Mrs. Naidu’s warm regard for Jinnah was shared by many other young women who saw, as pride, what his lawyer friends called arrogance. Among them was an old Parsee lady, still living on Malabar Hill, who remembers Jinnah at the age of twenty-eight. She has said of him, “Oh, yes, he had charm. And he was so good looking. Mind you, I am sure he was aware of his charm: he knew his own strength. But when he came into a room, he would bother to pay a compliment – to say, ‘what a beautiful sari!’ Women will forgive pride, or even arrogance, in a man like that.”
Source: From Hector Bolitho, Jinnah Creator of Pakistan (London, 1954), pp. 3-5, 7-11, 14-5, 18-19, 21-22
Ruttie Jinnah's last letter to Jinnah
S. S. Rajputana,
Marseilles 5 Oct 1928
Darling – thank you for all you have done. If ever in my bearing your once tuned senses found any irritability or unkindness – be assured that in my heart there was place only for a great tenderness and a greater pain – a pain my love without hurt. When one has been as near to the reality of Life (which after all is Death) as I have been dearest, one only remembers the beautiful and tender moments and all the rest becomes a half veiled mist of unrealities.

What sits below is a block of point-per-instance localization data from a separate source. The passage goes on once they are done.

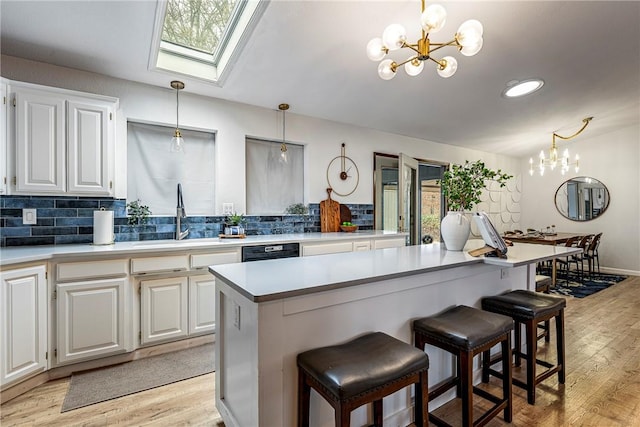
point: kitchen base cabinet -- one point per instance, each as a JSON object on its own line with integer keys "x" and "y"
{"x": 163, "y": 309}
{"x": 91, "y": 319}
{"x": 23, "y": 325}
{"x": 202, "y": 304}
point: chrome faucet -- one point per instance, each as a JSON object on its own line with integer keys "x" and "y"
{"x": 180, "y": 213}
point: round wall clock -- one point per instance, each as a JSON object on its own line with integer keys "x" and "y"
{"x": 342, "y": 174}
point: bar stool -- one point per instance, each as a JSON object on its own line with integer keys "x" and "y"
{"x": 543, "y": 284}
{"x": 362, "y": 371}
{"x": 531, "y": 308}
{"x": 465, "y": 332}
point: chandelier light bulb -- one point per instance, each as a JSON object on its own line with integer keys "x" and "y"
{"x": 448, "y": 67}
{"x": 414, "y": 67}
{"x": 472, "y": 49}
{"x": 394, "y": 36}
{"x": 469, "y": 33}
{"x": 375, "y": 49}
{"x": 386, "y": 69}
{"x": 177, "y": 143}
{"x": 433, "y": 18}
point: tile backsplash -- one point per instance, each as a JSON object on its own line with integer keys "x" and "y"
{"x": 64, "y": 220}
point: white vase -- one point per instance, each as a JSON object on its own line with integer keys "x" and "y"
{"x": 455, "y": 230}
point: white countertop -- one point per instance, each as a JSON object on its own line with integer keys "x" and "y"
{"x": 18, "y": 255}
{"x": 265, "y": 281}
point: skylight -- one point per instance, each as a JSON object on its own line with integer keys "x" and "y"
{"x": 199, "y": 38}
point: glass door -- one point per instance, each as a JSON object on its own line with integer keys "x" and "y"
{"x": 409, "y": 198}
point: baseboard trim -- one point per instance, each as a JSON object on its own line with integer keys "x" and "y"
{"x": 66, "y": 371}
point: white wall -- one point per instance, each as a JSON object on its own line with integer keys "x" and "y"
{"x": 233, "y": 121}
{"x": 613, "y": 159}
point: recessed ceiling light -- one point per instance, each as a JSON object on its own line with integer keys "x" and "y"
{"x": 517, "y": 88}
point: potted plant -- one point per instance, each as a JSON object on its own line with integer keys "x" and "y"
{"x": 234, "y": 224}
{"x": 462, "y": 186}
{"x": 138, "y": 213}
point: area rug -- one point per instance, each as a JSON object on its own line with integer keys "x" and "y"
{"x": 588, "y": 285}
{"x": 87, "y": 388}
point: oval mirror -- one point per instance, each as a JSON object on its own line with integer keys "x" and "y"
{"x": 582, "y": 198}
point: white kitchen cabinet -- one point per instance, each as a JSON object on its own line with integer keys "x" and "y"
{"x": 90, "y": 319}
{"x": 23, "y": 325}
{"x": 202, "y": 304}
{"x": 309, "y": 249}
{"x": 64, "y": 142}
{"x": 396, "y": 242}
{"x": 361, "y": 245}
{"x": 3, "y": 137}
{"x": 163, "y": 309}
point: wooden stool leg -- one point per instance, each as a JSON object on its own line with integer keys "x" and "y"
{"x": 532, "y": 347}
{"x": 486, "y": 364}
{"x": 547, "y": 334}
{"x": 343, "y": 416}
{"x": 421, "y": 408}
{"x": 560, "y": 345}
{"x": 518, "y": 342}
{"x": 304, "y": 395}
{"x": 377, "y": 413}
{"x": 466, "y": 383}
{"x": 506, "y": 378}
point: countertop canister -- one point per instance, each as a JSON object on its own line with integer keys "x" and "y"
{"x": 103, "y": 227}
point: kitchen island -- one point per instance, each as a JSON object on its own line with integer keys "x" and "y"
{"x": 268, "y": 312}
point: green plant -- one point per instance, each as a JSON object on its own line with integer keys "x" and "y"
{"x": 235, "y": 219}
{"x": 138, "y": 213}
{"x": 462, "y": 185}
{"x": 297, "y": 209}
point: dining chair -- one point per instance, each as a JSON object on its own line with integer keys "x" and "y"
{"x": 566, "y": 261}
{"x": 591, "y": 253}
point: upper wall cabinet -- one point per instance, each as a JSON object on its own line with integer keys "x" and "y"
{"x": 3, "y": 137}
{"x": 63, "y": 142}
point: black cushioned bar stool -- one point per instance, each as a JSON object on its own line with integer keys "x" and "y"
{"x": 465, "y": 332}
{"x": 362, "y": 371}
{"x": 530, "y": 308}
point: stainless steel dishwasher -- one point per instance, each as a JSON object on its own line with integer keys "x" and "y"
{"x": 262, "y": 252}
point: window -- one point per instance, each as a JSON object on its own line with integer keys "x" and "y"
{"x": 153, "y": 172}
{"x": 273, "y": 185}
{"x": 199, "y": 37}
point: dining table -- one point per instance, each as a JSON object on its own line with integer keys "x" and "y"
{"x": 552, "y": 239}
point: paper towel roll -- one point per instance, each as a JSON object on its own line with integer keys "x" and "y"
{"x": 103, "y": 227}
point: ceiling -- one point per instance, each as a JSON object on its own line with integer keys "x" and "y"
{"x": 311, "y": 54}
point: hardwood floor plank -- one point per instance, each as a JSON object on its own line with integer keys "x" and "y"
{"x": 602, "y": 387}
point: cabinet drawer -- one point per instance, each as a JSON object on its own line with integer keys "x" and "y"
{"x": 91, "y": 270}
{"x": 158, "y": 264}
{"x": 213, "y": 258}
{"x": 327, "y": 248}
{"x": 390, "y": 243}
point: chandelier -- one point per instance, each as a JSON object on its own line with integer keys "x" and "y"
{"x": 554, "y": 159}
{"x": 468, "y": 39}
{"x": 177, "y": 142}
{"x": 284, "y": 157}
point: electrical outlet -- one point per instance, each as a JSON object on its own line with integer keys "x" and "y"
{"x": 29, "y": 216}
{"x": 236, "y": 315}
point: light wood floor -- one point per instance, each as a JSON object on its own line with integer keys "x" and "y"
{"x": 602, "y": 386}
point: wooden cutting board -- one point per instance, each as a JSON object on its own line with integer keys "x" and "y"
{"x": 329, "y": 214}
{"x": 345, "y": 214}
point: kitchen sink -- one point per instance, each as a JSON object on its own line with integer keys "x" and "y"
{"x": 173, "y": 242}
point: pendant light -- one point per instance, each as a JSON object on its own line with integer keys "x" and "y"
{"x": 177, "y": 142}
{"x": 284, "y": 156}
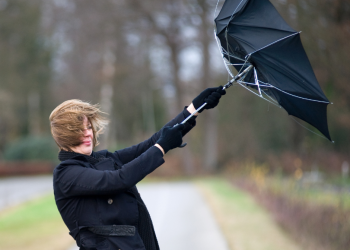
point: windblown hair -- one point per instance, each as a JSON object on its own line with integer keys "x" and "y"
{"x": 66, "y": 122}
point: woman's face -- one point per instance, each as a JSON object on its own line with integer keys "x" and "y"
{"x": 87, "y": 140}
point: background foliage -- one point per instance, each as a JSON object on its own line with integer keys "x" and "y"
{"x": 143, "y": 61}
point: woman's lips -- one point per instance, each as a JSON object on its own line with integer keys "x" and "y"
{"x": 88, "y": 143}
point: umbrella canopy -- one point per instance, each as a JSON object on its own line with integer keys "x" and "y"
{"x": 251, "y": 32}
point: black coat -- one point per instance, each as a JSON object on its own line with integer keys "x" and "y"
{"x": 100, "y": 194}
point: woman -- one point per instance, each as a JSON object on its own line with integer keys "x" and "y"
{"x": 95, "y": 192}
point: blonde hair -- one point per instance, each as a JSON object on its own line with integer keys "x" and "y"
{"x": 66, "y": 122}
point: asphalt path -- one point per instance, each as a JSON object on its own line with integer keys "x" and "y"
{"x": 181, "y": 218}
{"x": 16, "y": 190}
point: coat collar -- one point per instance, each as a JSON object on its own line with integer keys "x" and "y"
{"x": 93, "y": 158}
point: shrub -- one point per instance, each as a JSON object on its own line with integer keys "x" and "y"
{"x": 31, "y": 148}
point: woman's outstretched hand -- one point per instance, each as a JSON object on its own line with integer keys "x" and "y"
{"x": 171, "y": 137}
{"x": 211, "y": 96}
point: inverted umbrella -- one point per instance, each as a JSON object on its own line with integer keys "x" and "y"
{"x": 269, "y": 57}
{"x": 255, "y": 40}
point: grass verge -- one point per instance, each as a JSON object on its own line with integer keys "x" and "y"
{"x": 35, "y": 225}
{"x": 244, "y": 223}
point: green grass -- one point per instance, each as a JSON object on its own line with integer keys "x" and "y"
{"x": 319, "y": 194}
{"x": 30, "y": 225}
{"x": 244, "y": 223}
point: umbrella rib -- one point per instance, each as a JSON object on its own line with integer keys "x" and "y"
{"x": 304, "y": 98}
{"x": 275, "y": 42}
{"x": 262, "y": 27}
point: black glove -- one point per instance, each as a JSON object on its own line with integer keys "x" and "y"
{"x": 211, "y": 96}
{"x": 171, "y": 137}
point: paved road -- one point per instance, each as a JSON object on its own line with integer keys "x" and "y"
{"x": 181, "y": 218}
{"x": 16, "y": 190}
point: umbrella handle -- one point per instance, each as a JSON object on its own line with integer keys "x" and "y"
{"x": 183, "y": 144}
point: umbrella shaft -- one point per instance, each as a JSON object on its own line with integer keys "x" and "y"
{"x": 195, "y": 112}
{"x": 227, "y": 85}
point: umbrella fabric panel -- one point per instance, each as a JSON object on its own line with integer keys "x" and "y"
{"x": 314, "y": 113}
{"x": 228, "y": 10}
{"x": 253, "y": 13}
{"x": 252, "y": 39}
{"x": 285, "y": 65}
{"x": 261, "y": 13}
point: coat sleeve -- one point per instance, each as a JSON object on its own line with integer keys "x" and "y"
{"x": 74, "y": 179}
{"x": 128, "y": 154}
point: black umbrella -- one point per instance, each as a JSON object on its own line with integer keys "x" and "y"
{"x": 270, "y": 59}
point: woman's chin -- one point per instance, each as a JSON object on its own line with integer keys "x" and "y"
{"x": 83, "y": 149}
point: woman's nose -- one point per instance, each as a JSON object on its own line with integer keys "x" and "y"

Try and remember me beloved as the flower you plucked and not the flower you tread upon.
I have suffered much sweetheart because I have loved much. The measure of my agony has been in accord to the measure of my love.
Darling I love you – I love you – and had I loved you just a little less I might have remained with you – only after one has created a very beautiful blossom one does not drag it through the mire. The higher you set your ideal the lower it falls.
I have loved you my darling as it is given to few men to be loved. I only beseech you that the tragedy which commenced in love should also end with it.
Darling Goodnight and Goodbye
Ruttie
I had written to you at Paris with the intention of posting the letter here – but I felt that I would rather write to you afresh from the fullness of my heart. R.